Alliteration is frequently used in poems. It occurs when words are used in succession, or at least appear close together, and begin with the same sound. For example, “this” and “thee” in the last line. Sibilance is similar to alliteration but it is concerned with soft vowel sounds such as “s” and “th”. This kind of repetition usually results in a prolonged hissing or rushing sound. It is often used to mimic another sound, like water, wind, or any kind of fluid movement. There are more examples of this technique in ‘Music to hear, why hear’st thou music sadly?’ than there are
A close reader can also find an example of enjambment in this poem. It occurs when a line is cut off before its natural stopping point. Enjambment forces a reader down to the next line, and the next, quickly. One has to move forward in order to comfortably resolve a phrase or sentence. For instance, the transition between lines seven and eight.
Music to hear, why hear’st thou music sadly?
Sweets with sweets war not, joy delights in joy:
Why lov’st thou that which thou receiv’st not gladly,
Or else receiv’st with pleasure thine annoy?
In the first lines of ‘Music to hear, why hear’st thou music sadly?’ the speaker begins by asking the Fair Youth a question. This person, whose identity has never been revealed or positively determined, is single and childless. This is a constant source of irritation and worry for the speaker who over seventeen stanzas chastises him for this choice and tries to convince him to change his mind.
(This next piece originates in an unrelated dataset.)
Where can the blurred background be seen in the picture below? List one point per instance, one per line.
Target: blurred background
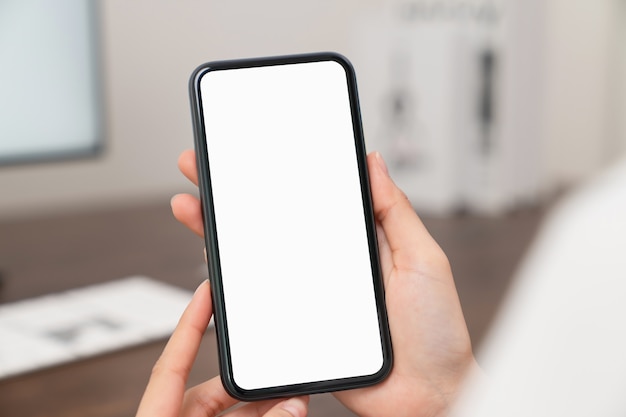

He begins this poem by not directly returning to the subject touched on in the other sixteen poems, but talking around it. He uses music as an entry point. The speaker wants to know why listening to music, which should be joyful, makes the Fair Youth sad. This is something that he thinks he knows the answer to but it is not revealed until the next quatrain.
The speaker goes on, trying to fit the two things together. Joy goes with joy and pleasure with pleasure. Happy things shouldn’t make one sad. He needs to know why the youth takes no pleasure in things that sound good.
If the true concord of well-tuned sounds,
By unions married, do offend thine ear,
They do but sweetly chide thee, who confounds
In singleness the parts that thou shouldst bear.
In the second quatrain of Sonnet 8, Shakespeare presents what he thinks is the answer to the problem. He says that the reason things are quite clicking for the speaker is that he is not in harmony himself. The youth has remained single and has no chord against which to resonate. The music is pushing back against him for this choice.
Mark how one string, sweet husband to another,
Strikes each in each by mutual ordering;
Resembling sire and child and happy mother,
Who, all in one, one pleasing note do sing:
Whose speechless song being many, seeming one,
Sings this to thee: ‘Thou single wilt prove none.’
In the final quatrain, the speaker asks that the Fair Youth take note of how the strings strike against one another. They are vibrating together “by mutual ordering” or in harmony. This is introduced to the listener as a metaphor for his childlessness and lack of a romantic partner.
In the last two lines, after the turn, the speaker says that the youth is going to remain unhappy and unimportant in the larger scheme of things if he remains single.